To aid with participation, satellite physicians were assured that subjects would be directed to return for ongoing clinical care both during and following completion of the trial, and were invited to observe study procedures.
The ability to predict which satellites would be the best performers and which would be noncontributory was a challenge for the network’s managers. Infrastructure funds for satellite staff support were crucial.
At the conclusion of the study, satellite sites proved to be a very valuable addition to the network by enrolling 33% of the subjects in the two trials.
Recruitment Action Plans
The Recruitment Committee contained at least one representative from each main and satellite site, as well as representation from the DCC and NHLBI, and held monthly teleconferences. Each site representative was responsible for developing and implementing a site-specific recruitment action plan, including monthly and quarterly recruitment goals for each protocol, implementation plans to combat barriers to recruitment, and outreach opportunities to initiate in the community.
DVD and Brochure
A professional medical graphic company produced an educational DVD consisting of three modules scripted from the protocol and informed consent form. The coordinators designed the modules to be teaching tools for patients and families about normal functioning of the heart, why AMIs occur, potential chronic heart changes, and details regarding participation in the CCTRN studies. The DVD was also effective at teaching floor nurses, cardiology fellows, and community groups about the studies.

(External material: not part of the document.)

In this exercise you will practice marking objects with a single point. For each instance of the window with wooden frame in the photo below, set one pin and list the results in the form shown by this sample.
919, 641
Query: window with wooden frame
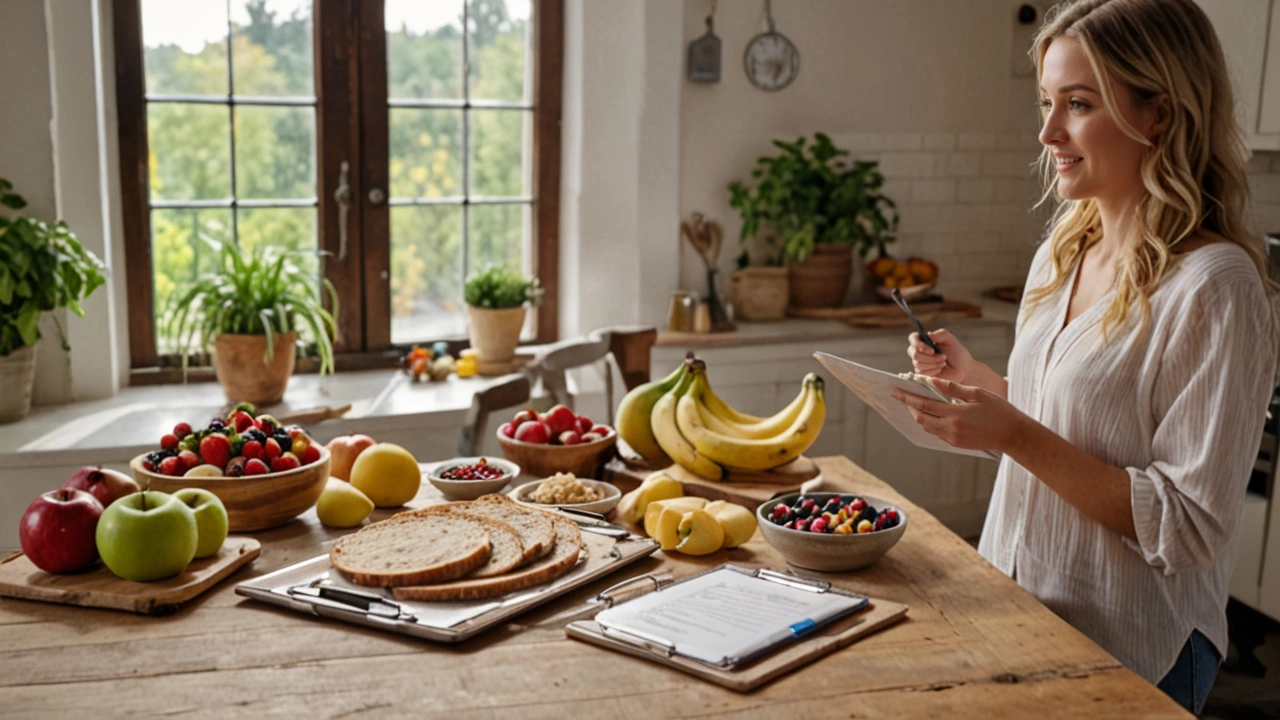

DVD players were provided to each clinical center so that coordinators could show the DVD to patients during the consenting process and leave it at the bedside to educate family and friends. DVDs were also available for the patient to take home. Additionally, a four-color, tri-fold brochure was developed to provide similar information in a different format using information consistent with the DVD.
From creation to site distribution, the DVD and brochure production process took approximately six months, with final approval at all sites by May 2010.
Online Presence
The CCTRN’s Internet presence was strengthened so that potential participants and healthcare providers could easily find information about the CCTRN studies online in several different venues.
Results
A general description of the data is provided using frequency counts and percentages. Statistical testing was conducted in order to assess whether demographic subgroups (e.g., women) were over or underrepresented in consented or randomized populations.
Recruitment goals were met for both trials. The average randomization rate before the recruitment plan was 1.7 and 1.9 subjects/month in TIME and LateTIME, respectively. After the implementation of all aspects of the recruitment initiative, the rates increased to 4.0 and 4.2 randomizations per month in TIME (p < 0.001) and LateTIME (p = 0.032), respectively.
Recruitment differed by sex. Of the 515 eligible subjects, 112 were females (22%). Of the 240 consented subjects, 37 were females (15%), and of the 275 eligible subjects who declined, 75 were females (27%), resulting in a significant difference between the percent of eligible females who did and did not consent (p = 0.001).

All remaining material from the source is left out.